Just like the paint pouring over my set, there was no stopping once I got started. Soon, I’d shot ten of these projects. With each project came a new concept, new challenges, new failures and new triumphs. I kept pushing the technique and pushing my imagination. My rockstar team and I had a lot fun making these videos; I hope you like the results!
It was all cameras on deck when we went to shoot these videos. My Canon EOS 1Ds Mark III and 5D Mark II were the main cameras because they produce images of such an awesome quality and resolution that you can use the still frames in a print campaign. Additional angles were captured with my older cameras that I hang onto and refuse to sell: a Canon 20D, Canon 1D Mark II and a Canon Rebel XTi. For the Vans video we had two extra angles captured by anEOS 60D and a 7D. One camera was mounted to the ceiling for overhead shots, but all the other cameras were setup on tripods. That’s a lot of legs!
Another fun problem you might have guessed is how to sync all those cameras to fire at the same time. I started out using multiple intervalometers on all the cameras, but my preferred method turned out to be using one intervalometer and a PocketWizard transmitter on the main camera and using PocketWizard receivers on all the other cameras to trigger the shutters in unison. This allowed me to stop all cameras with just the intervalometer on the main camera, instead of running around the room and up on the ceiling to shut off half a dozen intervalometers. This strategy was way simpler, and meant fewer chances to bump a tripod leg or the set — a time-lapse shooter’s worst nightmare.
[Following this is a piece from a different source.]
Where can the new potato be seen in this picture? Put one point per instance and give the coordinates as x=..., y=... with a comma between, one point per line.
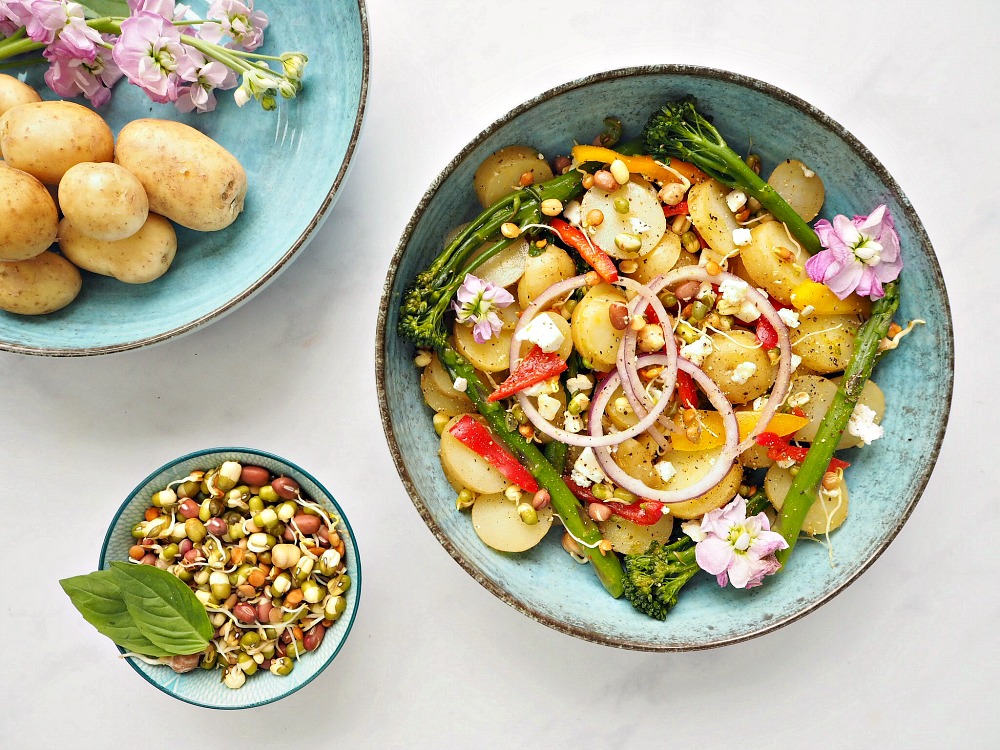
x=188, y=177
x=45, y=139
To get saturated colors and maximize my depth of field with minimal noise, I used a low ISO and closed down the aperture as far as I could. For a few shots I opened up to f/1.8 just to mix it up and show a very shallow depth of field in a few frames of the final video.
Since I started out as a still photographer, my primary lighting kit contains strobes. Not wanting to pop those expensive bulbs thousands of times for a single project, I opted for a continuous light source. I wasn’t ready to make the financial commitment to a whole new lighting kit, so I went down to the hardware store and picked up some work lights. They’re cheap and easy to use. For diffusion, I mounted an old white pillowcase to a picture frame. My wife was horrified, but I was working with what I had. The pillowcase got a little singed, but we managed to not set anything on fire.
I did some calculations to ballpark how many shots I needed to end up with a full minute of footage that would play at 24-30fps. I figured that I needed about 1,800 shots per camera, and if I the shoot last six hours I needed to take a shot about every 12 seconds. I ended up playing it safe and taking a shot every 7 seconds instead. This was just enough time to run up to the set, drop a bit of paint and duck out of the way before the next shot. The intervalometer was crucial to capturing a consistent interval of shots. For the Vans shoot, we had to shoot every 11 seconds to give us more time to tug a stitch or nudge the skateboards. We ended up with more usable shots at the slower shot interval than if we’d set it at a 5 second interval and caught arms reaching into the frame.
Whenever you’re trying to do something new and different, there’s always a higher risk of failure. But you’ll never learn from your mistakes if you don’t fail, you’ll never fail if you don’t try, and you’ll never succeed if you don’t try. It’s all worth it for the final product and hearing someone say, “WOW.”